We are seeking a skilled Azure AI engineer with expertise in Strong programming skills in languages such as Python. Proficiency in AI/ML frameworks and libraries such as TensorFlow, PyTorch, or scikit-learn. Experience in OpenAI, LLaMA, Claude, Palm, Falcon large language models.
The Azure AI Engineer’s responsibility will be to design, develop, and implement Azure-based client solutions for global consulting. We are looking for a candidate with business technology and AI expertise who is passionate about building technology solutions to drive revenue, improve efficiency and reduce risk for both KPMG and its clients. The ideal candidate will have a strong understanding of Azure cloud services, as well as experience in software development and systems engineering.
Responsibilities:
- Work with senior SMPs across member firms to gather requirements / understand business purpose of solutions.
- Design and develop Azure-based solutions for global member firms (to provide to clients)
- Develop and implement Azure-based prototypes.
- Automate deployments, testing, and configuration management using tools like Azure DevOps, GitHub, and Ansible.
- Develop applications using Azure APIs and SDKs in .NET, Java, Python, Ruby, or other supported development languages.
- Understand and implement modern application development methodologies like microservices and serverless architectures on Azure.

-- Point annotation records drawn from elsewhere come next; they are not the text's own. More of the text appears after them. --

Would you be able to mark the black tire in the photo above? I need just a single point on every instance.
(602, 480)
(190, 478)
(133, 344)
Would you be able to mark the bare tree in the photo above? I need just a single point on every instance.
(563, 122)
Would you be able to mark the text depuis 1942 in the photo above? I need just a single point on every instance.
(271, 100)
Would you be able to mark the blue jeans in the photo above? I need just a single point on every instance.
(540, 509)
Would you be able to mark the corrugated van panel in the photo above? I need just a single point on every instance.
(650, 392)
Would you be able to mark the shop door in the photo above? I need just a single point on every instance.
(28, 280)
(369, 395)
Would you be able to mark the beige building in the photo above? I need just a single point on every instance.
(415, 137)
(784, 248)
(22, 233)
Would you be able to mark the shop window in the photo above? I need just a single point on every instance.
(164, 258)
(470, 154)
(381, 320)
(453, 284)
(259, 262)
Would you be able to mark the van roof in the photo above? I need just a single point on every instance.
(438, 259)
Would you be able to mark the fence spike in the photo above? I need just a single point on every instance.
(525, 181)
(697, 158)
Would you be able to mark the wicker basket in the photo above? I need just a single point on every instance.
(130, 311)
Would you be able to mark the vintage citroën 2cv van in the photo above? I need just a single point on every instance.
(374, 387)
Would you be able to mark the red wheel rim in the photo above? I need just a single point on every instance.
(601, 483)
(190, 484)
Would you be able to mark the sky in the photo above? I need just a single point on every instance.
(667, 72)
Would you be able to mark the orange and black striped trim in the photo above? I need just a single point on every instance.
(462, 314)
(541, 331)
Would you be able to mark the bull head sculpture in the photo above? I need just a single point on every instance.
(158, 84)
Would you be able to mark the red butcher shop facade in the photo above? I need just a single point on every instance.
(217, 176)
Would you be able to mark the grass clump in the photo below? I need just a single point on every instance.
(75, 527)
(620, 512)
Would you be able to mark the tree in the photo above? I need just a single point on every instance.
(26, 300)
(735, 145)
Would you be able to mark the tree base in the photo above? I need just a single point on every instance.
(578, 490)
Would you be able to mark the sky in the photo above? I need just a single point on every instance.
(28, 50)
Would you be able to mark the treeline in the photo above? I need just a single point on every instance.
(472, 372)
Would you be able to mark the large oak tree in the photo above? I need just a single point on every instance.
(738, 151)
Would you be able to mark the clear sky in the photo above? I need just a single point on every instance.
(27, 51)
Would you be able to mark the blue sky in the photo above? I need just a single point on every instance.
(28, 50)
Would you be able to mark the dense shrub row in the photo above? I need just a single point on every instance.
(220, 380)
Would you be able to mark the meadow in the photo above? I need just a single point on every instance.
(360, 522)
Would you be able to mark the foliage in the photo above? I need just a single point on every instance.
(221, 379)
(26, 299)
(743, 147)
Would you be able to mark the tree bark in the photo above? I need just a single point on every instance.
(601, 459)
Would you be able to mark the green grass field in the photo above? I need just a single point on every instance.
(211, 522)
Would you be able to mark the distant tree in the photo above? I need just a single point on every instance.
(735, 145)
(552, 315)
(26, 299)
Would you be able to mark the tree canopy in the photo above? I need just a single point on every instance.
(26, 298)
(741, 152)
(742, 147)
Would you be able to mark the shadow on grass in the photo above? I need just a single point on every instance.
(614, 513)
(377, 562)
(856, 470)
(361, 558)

- Design, develop, enhance, and deploy scalable AI solutions on various cloud platforms (both front end and back end), focusing on services like Vertex AI, Azure AI, and Google Studio.
- Commit source code via GitHub, Perform code reviews and sure code is up to date, complaint and free of vulnerabilities.
- Utilize development and operations tools, including Azure Studio and Copilot Studio, to enhance productivity and collaboration.
- Test and validate Azure-based solutions.
- Document Azure-based solutions
- Develop and implement data chunking strategies to handle large volumes of data efficiently during processing and analysis.
- Working with data scientists to gather and prepare data for MLOps pipelines.
- Optimize data storage solutions such as data lakes, leveraging cloud-based platforms like AWS S3, Azure Data Lake Storage, or Google Cloud Storage.
- Provide technical support to / respond to queries from global member firms on solutions.
Attributes:
- Strong problem-solving skills
- Ability to work independently and as part of a team
- Excellent communication and interpersonal skills
- Attention to detail
- Flexibility to join calls outside core working hours, as a member of an international team.
- 5+ years of experience in software development and systems engineering
- 4+ years of experience with Azure cloud services
- Experience with Azure DevOps
- Experience with Agile development methodologies
- Experience in building AI solutions (with preference for Generative AI solutions specifically)
- Bachelor's degree in computer science, information technology, or a related field desirable.
- Azure Solutions Architect Expert
- Azure Developer Associate
- Strong programming skills in languages such as Python
- Experience in OpenAI, LLaMA 2&3, Claude, Palm, Falcon large language models
- Strong proficiency in cloud platforms (AWS / Azure / Google Cloud Platform / IBM Cloud) and their specific AI services (Vertex AI, Azure AI, Google Studio)
- Experience in designing and optimizing data storage solutions using data lakes and cloud-based storage platforms (e.g., AWS S3, Azure Data Lake Storage, Google Cloud Storage).
- Familiarity with containerization technologies like Docker and orchestration tools such as Kubernetes for deploying and managing data pipelines.
- Experience with AI/ML frameworks and libraries such as TensorFlow, PyTorch, or scikit-learn.
- Knowledge of streaming data processing frameworks like Apache Kafka or Apache Beam.
- Familiarity with data visualization tools such as Tableau, Power BI, or matplotlib/seaborn.